1. A single-end-capping method of double-end perfluoropolyether alcohol is characterized in that the double-end perfluoropolyether alcohol is dissolved in a fluorine-containing solvent, and a second organic solvent is added to form an emulsion, wherein the second organic solvent is immiscible with the fluorine-containing solvent; then adding an acyl chloride reagent solution into the emulsion under the protection of nitrogen, wherein the acyl chloride reagent solution is obtained by dissolving an acyl chloride reagent with a metering ratio in a second organic solvent; after reaction, obtaining single-end perfluoropolyether alcohol with one end esterified and terminated; the concentration of the double-end perfluoropolyether alcohol in the fluorine-containing solvent is 1 wt% to 10 wt%, and the mass ratio of the fluorine-containing solvent to the second organic solvent is 1: 5 to 1: 20.

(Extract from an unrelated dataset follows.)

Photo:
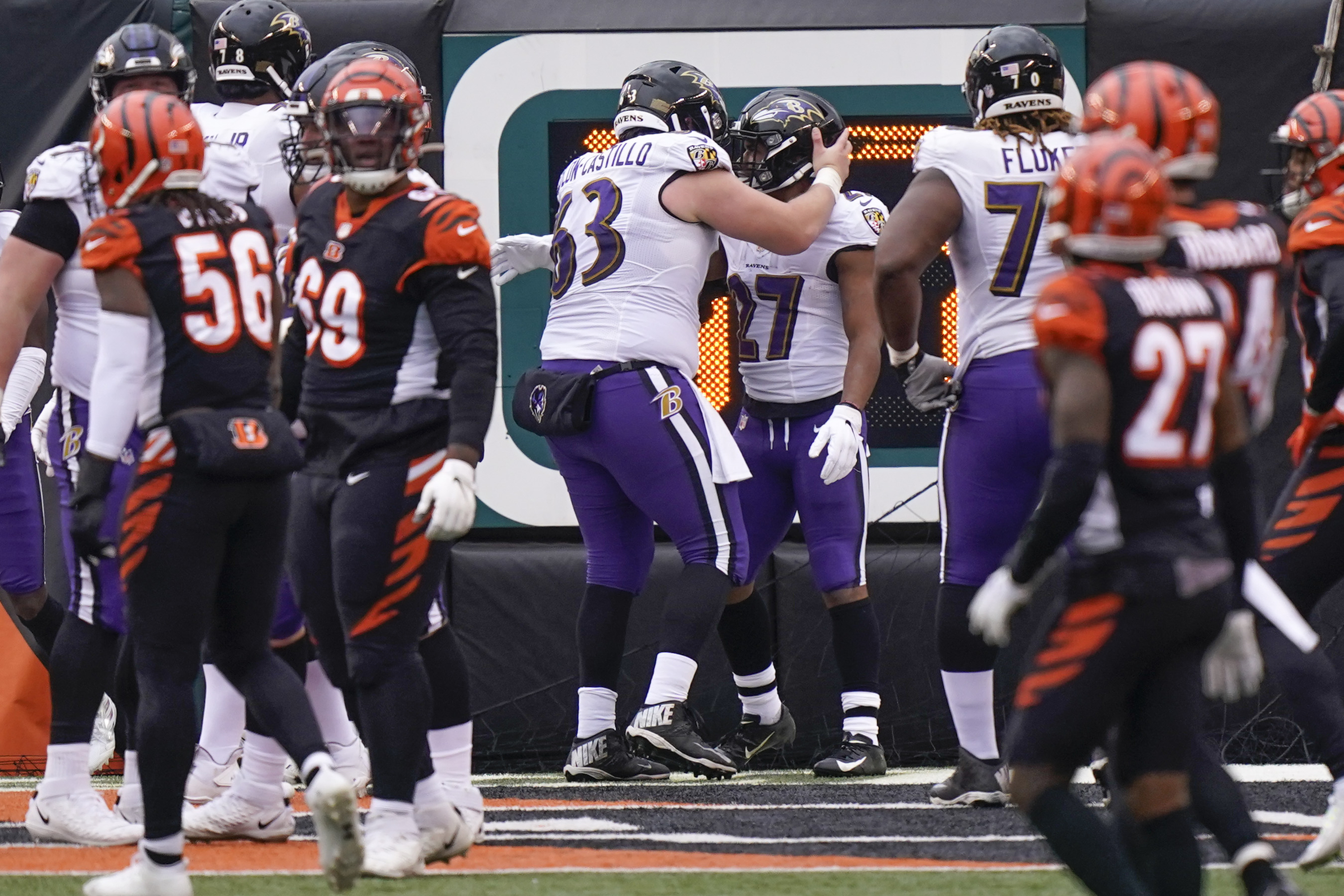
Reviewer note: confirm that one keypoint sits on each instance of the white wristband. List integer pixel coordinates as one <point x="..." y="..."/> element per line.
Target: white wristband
<point x="830" y="178"/>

2. The process for single-ended termination of a double-ended perfluoropolyether alcohol of claim 1 wherein said fluorine-containing solvent is perfluorohexane, perfluorooctane, or perfluoroheptane.

3. The method of claim 1 for single-ended termination of a double-ended perfluoropolyether alcohol, wherein the second organic solvent is n-hexane, chloroform, dichloromethane, carbon tetrachloride, or toluene.

4. The process for single-ended termination of a double-ended perfluoropolyether alcohol of claim 1 wherein said acid chloride reagent is acetyl chloride, propionyl chloride, butyryl chloride, isobutyryl chloride, or pivaloyl chloride.

5. The process for single-ended termination of a double-ended perfluoropolyether alcohol of claim 1, wherein said double-ended perfluoropolyether alcohol has a designation Fomblin D2500 at a concentration in the fluorosolvent of 1 wt.% to 5 wt.%.

6. The method of claim 1, wherein the weight ratio of the fluorine-containing solvent to the second organic solvent is 1: 10 to 1: 20.

7. The process for single-ended termination of a double-ended perfluoropolyether alcohol of claim 1 wherein said double-ended perfluoropolyether alcohol solution is emulsified with a second organic solvent under vigorous stirring or ultrasonic agitation.

8. The method for single-ended termination of a double-ended perfluoropolyether alcohol of claim 1, wherein the acyl chloride reagent solution is added to the emulsion at a temperature of 5 to 60 ℃ for 10 to 60 minutes.

9. The method of claim 1, wherein the second organic solvent with a stoichiometric amount of acid chloride reagent dissolved therein is added to the emulsion at a temperature of 5 to 10 ℃ for 10 to 30 minutes.